When I heard Lio's description of "I want to create some passive displays," this project naturally came to my mind. Lio's project initially involved a sex doll with legs spread wide open, displaying its genitals to the audience, and a mirror placed at the vaginal opening so that those who approached would see their own face, embodying the concept of the "mirror of desire." She originally intended for this project to be static rather than provocative and invasive. "The Position of Inaction" is based on this project—I decided to continuously film the process of transporting this sex doll from home to the exhibition site in a supermarket shopping cart.

Because it is impossible to find true commonality among the many artistic activities. In this regard, historical records are unreliable (as Benjamin said: this is the history of the victors). However, we can seek minimal commonality and return to its genesis. Here, I choose the direction of “creative desire” as a kind of desire and then compare it to “sexual desire,” finding their commonalities and differences in social participation.

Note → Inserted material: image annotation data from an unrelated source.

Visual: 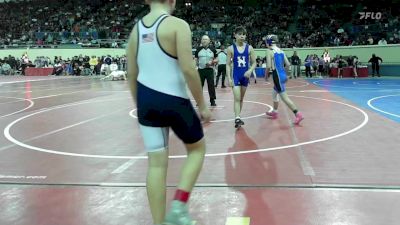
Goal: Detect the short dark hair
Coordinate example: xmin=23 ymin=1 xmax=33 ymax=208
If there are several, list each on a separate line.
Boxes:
xmin=233 ymin=26 xmax=247 ymax=34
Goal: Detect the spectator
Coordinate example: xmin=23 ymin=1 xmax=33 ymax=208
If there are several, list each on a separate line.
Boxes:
xmin=1 ymin=60 xmax=12 ymax=75
xmin=378 ymin=38 xmax=387 ymax=45
xmin=304 ymin=55 xmax=312 ymax=78
xmin=368 ymin=54 xmax=383 ymax=77
xmin=290 ymin=51 xmax=300 ymax=79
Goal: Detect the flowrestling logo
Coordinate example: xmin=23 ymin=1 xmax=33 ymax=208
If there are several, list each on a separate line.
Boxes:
xmin=358 ymin=12 xmax=382 ymax=20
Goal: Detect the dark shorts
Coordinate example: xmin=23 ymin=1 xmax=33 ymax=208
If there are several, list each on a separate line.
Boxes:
xmin=272 ymin=70 xmax=287 ymax=93
xmin=233 ymin=75 xmax=249 ymax=87
xmin=137 ymin=82 xmax=204 ymax=147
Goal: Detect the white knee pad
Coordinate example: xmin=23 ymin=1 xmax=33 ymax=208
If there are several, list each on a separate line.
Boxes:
xmin=272 ymin=89 xmax=279 ymax=102
xmin=139 ymin=125 xmax=169 ymax=153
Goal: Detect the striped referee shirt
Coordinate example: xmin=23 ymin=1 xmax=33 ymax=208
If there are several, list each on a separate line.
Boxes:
xmin=194 ymin=46 xmax=218 ymax=69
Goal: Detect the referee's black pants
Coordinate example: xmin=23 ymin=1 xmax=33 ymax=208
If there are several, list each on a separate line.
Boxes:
xmin=199 ymin=68 xmax=217 ymax=103
xmin=372 ymin=63 xmax=381 ymax=77
xmin=215 ymin=64 xmax=226 ymax=87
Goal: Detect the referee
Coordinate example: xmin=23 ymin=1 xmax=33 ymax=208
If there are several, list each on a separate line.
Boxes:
xmin=215 ymin=45 xmax=226 ymax=88
xmin=194 ymin=35 xmax=217 ymax=106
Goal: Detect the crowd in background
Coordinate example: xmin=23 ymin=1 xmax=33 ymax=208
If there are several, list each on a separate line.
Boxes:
xmin=0 ymin=0 xmax=400 ymax=48
xmin=0 ymin=53 xmax=126 ymax=76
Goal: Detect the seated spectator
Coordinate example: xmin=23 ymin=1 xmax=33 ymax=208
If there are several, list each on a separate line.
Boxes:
xmin=1 ymin=61 xmax=12 ymax=75
xmin=378 ymin=38 xmax=387 ymax=45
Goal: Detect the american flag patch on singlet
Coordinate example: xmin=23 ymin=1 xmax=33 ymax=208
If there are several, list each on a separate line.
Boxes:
xmin=142 ymin=33 xmax=154 ymax=43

Firstly, fundamentally, desire cannot be fully integrated into any symbolic system and power structure and is related to subjectivity. For power entities, individual desire is always an inert existence. Its mere existence belongs to the real and declares the impotence of the symbolic system. For the symbolic system, desire has always been “resistant.” If it is a revolutionary party, the political resistance and the resistance of desire may cooperate, but this cooperation remains central and politically focused. After coming to power, it must face the problem of handling this “resistance.”

From the Soviet historical experience, extending the “revolutionary” and “revolutionary enthusiasm” that symbolized the legitimacy of the regime beyond the revolution itself became a troubling issue. This eventually led to a revolutionary stance towards an abstract object, an abstract “Western world.” This is reflected in the differentiation of Soviet-era artists, between those incorporated into the symbolic order and those creating for themselves deemed “anti-regime.” The latter mostly claimed their aim was apolitical, but this non-cooperation of desire would still be seen as resistance by the symbolic order. This state has existed since early civilizations. As mentioned in “The Ritual Process: Structure and Anti-Structure,” the problem of twins exemplifies this: desire occurs, creative behavior occurs, twins are born. How does the symbolic order handle its impotence? Like the handling of the twin problem, modern society has derived two models: exclusion (political censorship) and suspension and deception (post-ideological ideology, deceiving both itself and the object).

At this point in the discussion, we can see the root of my assertion that “the passivity of creative behavior is its resistance.” Participating in resistance political movements is cooperation between resistances, but the resistance of art is not merely given by such activities. Its resistance is relative, granted by the symbolic order, but due to the long-term presence of the symbolic order in human society, this passive resistance has always existed.